Living Under June is the second album by the Canadian singer-songwriter Jann Arden, released in 1994.

"Could I Be Your Girl", "Insensitive" and "Good Mother" were all significant hits for Jann in Canada, with "Wonderdrug", "Unloved" and "Looking for It (Finding Heaven)" also becoming Canadian adult-contemporary hits. "Insensitive" was Jann's biggest hit internationally. The song entered the Top 40 in several countries, including Italy and the United States (No. 12 on the Billboard Hot 100). In the U.S., "Could I Be Your Girl" was also a minor adult contemporary chart hit (No. 33). Total worldwide sales for this album come to 1.3 million, with 600,000 Canadian, and 500,000 US.

The video for "Good Mother", directed by Jeth Weinrich, won the Juno Award for Video of the Year at the 1996 Juno Awards. Weinrich also directed the video for "Insensitive", which was a nominee for the same award, but didn't win, at the 1995 Juno Awards.

Professional ratings
Review scores
| Source | Rating |
| AllMusic | Star |

==Production==
The album was produced by Ed Cherney and Arden. Most of the songs were written in a Calgary basement, where Jann lived under her landlady, June. Jackson Browne duets with Jann on "Unloved". Anne Loree wrote "Insensitive". Kenny Aronoff played drums on the album.

==Track listing==
All songs written by Jann Arden, except where noted.
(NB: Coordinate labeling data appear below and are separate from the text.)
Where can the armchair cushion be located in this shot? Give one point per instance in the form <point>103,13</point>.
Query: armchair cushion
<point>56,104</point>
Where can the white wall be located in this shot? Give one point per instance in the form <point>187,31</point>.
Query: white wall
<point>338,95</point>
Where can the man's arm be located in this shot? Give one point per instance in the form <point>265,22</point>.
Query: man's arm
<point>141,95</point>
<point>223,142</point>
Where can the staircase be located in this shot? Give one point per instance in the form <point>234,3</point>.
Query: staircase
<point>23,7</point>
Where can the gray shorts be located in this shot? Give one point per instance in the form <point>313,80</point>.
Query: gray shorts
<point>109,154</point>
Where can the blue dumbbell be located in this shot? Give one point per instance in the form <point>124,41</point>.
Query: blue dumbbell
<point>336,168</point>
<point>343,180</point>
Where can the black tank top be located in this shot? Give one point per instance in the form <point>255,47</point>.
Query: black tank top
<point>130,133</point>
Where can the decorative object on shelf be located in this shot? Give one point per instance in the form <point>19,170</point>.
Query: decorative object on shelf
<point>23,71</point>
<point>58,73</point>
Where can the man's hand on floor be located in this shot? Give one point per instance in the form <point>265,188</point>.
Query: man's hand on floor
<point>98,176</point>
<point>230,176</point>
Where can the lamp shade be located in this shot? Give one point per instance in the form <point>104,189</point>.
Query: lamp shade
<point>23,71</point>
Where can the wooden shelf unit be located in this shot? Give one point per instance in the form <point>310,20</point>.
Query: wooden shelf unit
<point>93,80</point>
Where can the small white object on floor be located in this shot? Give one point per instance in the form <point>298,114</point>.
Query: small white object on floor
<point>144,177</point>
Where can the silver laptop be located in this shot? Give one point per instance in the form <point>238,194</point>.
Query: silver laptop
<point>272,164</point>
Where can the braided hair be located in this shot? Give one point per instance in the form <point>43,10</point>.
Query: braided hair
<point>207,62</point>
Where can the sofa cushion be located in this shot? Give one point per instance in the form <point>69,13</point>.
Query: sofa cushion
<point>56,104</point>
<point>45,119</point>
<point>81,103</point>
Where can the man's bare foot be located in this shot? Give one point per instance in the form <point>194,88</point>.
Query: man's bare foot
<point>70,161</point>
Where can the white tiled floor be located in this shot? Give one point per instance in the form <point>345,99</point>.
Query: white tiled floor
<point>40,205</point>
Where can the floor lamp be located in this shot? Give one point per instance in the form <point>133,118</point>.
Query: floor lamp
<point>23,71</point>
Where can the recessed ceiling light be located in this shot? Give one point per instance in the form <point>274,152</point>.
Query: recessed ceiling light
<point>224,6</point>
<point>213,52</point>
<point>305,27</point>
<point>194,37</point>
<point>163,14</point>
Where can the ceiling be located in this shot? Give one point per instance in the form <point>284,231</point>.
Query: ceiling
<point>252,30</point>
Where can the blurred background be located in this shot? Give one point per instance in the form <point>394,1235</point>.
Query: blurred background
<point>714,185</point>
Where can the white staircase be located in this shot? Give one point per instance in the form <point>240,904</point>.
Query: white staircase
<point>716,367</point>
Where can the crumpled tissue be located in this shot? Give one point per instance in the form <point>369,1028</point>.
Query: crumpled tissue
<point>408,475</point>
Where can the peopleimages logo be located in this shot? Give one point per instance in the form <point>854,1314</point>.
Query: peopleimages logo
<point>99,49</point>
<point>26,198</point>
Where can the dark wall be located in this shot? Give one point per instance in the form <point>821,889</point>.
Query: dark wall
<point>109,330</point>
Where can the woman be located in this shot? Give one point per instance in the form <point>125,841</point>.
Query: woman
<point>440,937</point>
1. "Could I Be Your Girl" – 4:48
2. "Demolition Love" – 4:04
3. "Looking for It (Finding Heaven)" (Arden, Bob Foster) – 3:53
4. "Insensitive" (Anne Loree) – 4:16
5. "Gasoline" – 4:35
6. "Wonderdrug" (Arden, Mike Lent) – 3:35
7. "Living Under June" – 4:02
8. "Unloved" (with Jackson Browne) – 4:14
9. "Good Mother" (Arden, Foster) – 4:58
10. "It Looks Like Rain" (Arden, Foster) – 4:53
11. "I Would Die for You" (Bonus track on international release) – 4:35

"I Would Die for You" was a significant single from Jann's previous album, Time for Mercy, and doesn't appear on this album's original version.

==Personnel==
- Jann Arden – acoustic guitar, vocals
- Bob Foster – acoustic and electric guitars
- David Resnik – acoustic and electric guitars
- Jeffrey (C. J.) Vanston – synthesizers, Wurlitzer and acoustic piano, Hammond B-3 organ, drum programming
- Mike Lent – bass guitar, acoustic guitar ("Wonderdrug")
- Kenny Aronoff – drums, percussion
- Jackson Browne – duet on ("Unloved")
- Ed Cherney – backing vocals ("Looking for It (Finding Heaven)")
- Lin Elder, Dillon O'Brian – backing vocals

Production
- Arranged by Jann Arden, Ed Cherney and Jeffrey Vanston, with vocal backing arranged by Dillon O'Brien and band charts by Peggy Sandvig
- Neil MacGonigill: Executive Producer
- Produced by Jann Arden and Ed Cherney; production assisted by Edd Kolakowski; assisted by Carrie McConkey; production co-ordination by Marsha Burns
- Recording Engineers: Ed Cherney and Duane Seykora; assisted by Raymond Taylor-Smith and Ronnie Rivera
- Mixed by Ed Cherney
- Mastered by Doug Sax
- Piano and guitar technician: Edd Kolakowski
- Artwork and design by Jann Arden, Jeth Weinrich and Margo McKee, with photography by Jeth Weinrich

==Charts==

===Weekly charts===

Weekly chart performance for Living Under June
| Chart (1995) | Peak position |
|---|---|
| Australian Albums (ARIA) | 24 |
| Canada Top Albums/CDs (RPM) | 10 |
| US Billboard 200 | 76 |

===Year-end charts===

Year-end chart performance for Living Under June
| Chart (1995) | Position |
|---|---|
| Canada Top Albums/CDs (RPM) | 19 |

==Certifications==

Certifications for Living Under June
| Region | Certification | Certified units/sales |
| Canada (Music Canada) | 5× Platinum | 500,000^{^} |
| United States (RIAA) | Gold | 500,000^{^} |
^{^} Shipments figures based on certification alone.